Data show the mean crude VA improvement was higher for aflibercept versus ranibizumab (+13.1 letters versus +9.9, P = 0.26).
Moreover, data also show the 12-month adjusted mean VA change was +16.6 (95% CI, 12.9 - 20.4) letters for aflibercept in comparison to +9.8 (95% CI, 5.5 - 14.1) letters for ranibizumab, all P = .001).
Further, investigators found a similar CST (614 μm versus 616 μm, P = .95), but at 12 months, the mean CST was significantly lower in the aflibercept group compared to the ranibizumab group (313 μm versus 370 μm).
In eyes presenting with poor VA, the mean adjusted change in CST had significantly greater changes in aflibercept versus ranibizumab-treated eyes (304 μm versus 252 μm, P <.001).
In addition, both groups had a median of 7 injections and 10 visits. Investigators noted aflibercept-treated eyes received some more injections, but was not considered statistically significant.
Further, the cox-proportional hazards model predicted aflibercept (9 eyes, 5%) became inactive at a quicker pace than ranibizumab (26 eyes, 21%), all P <.001.

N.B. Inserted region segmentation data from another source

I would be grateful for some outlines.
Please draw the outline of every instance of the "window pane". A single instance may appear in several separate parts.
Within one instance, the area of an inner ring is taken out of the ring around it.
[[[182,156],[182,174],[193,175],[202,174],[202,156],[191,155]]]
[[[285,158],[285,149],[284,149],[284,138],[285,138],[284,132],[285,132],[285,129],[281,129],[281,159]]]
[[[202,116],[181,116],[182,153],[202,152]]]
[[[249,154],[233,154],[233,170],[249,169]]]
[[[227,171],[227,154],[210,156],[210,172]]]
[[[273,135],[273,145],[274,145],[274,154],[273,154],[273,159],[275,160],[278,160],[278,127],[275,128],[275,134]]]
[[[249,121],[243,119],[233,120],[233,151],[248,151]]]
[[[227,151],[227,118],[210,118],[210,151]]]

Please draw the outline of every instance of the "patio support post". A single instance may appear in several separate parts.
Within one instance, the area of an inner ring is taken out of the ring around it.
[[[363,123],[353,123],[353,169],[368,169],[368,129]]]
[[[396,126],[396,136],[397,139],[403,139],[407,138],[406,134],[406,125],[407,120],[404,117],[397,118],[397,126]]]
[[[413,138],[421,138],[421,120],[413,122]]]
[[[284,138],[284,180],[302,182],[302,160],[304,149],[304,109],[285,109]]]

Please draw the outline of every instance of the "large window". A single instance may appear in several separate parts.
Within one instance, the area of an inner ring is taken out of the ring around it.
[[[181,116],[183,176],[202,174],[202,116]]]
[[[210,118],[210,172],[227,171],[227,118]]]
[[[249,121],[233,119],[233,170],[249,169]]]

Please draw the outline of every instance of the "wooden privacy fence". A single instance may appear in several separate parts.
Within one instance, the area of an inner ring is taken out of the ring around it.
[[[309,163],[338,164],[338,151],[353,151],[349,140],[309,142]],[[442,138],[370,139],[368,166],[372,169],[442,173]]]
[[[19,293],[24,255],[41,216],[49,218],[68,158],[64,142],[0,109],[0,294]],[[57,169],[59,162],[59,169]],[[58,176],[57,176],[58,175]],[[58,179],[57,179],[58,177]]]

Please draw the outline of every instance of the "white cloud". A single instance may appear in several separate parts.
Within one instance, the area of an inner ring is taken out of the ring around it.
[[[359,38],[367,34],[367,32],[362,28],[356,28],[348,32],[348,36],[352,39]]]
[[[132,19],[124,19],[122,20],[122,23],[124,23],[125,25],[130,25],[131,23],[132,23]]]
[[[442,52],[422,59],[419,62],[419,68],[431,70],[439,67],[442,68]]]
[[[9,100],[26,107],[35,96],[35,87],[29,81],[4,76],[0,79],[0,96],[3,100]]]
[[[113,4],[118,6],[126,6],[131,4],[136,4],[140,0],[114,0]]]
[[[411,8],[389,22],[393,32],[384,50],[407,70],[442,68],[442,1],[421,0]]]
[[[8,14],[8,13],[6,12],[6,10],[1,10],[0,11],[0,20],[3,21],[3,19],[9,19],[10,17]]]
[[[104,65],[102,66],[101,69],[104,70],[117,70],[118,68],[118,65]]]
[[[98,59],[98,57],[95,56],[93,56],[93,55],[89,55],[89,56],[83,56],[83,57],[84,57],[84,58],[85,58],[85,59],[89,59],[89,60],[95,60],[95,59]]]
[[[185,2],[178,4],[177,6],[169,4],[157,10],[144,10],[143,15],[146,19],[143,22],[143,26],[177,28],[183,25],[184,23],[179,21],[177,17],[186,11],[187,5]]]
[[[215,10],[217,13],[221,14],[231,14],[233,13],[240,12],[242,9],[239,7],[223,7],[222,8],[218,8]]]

Ultimately, investigators noted that eyes receiving aflibercept had larger visual gains and reductions in CST.
“The combination of stronger and potentially longer VEGF suppression of aflibercept may be one of the main drivers for better clinical outcomes since the more prolonged suppression may compensate for the somewhat lower number of injections,” investigators wrote.
The study, “12-month outcomes of ranibizumab versus aflibercept for macular oedema in central retinal vein occlusion: data from the FRB Registry,” was published in Acta Ophthalmologica.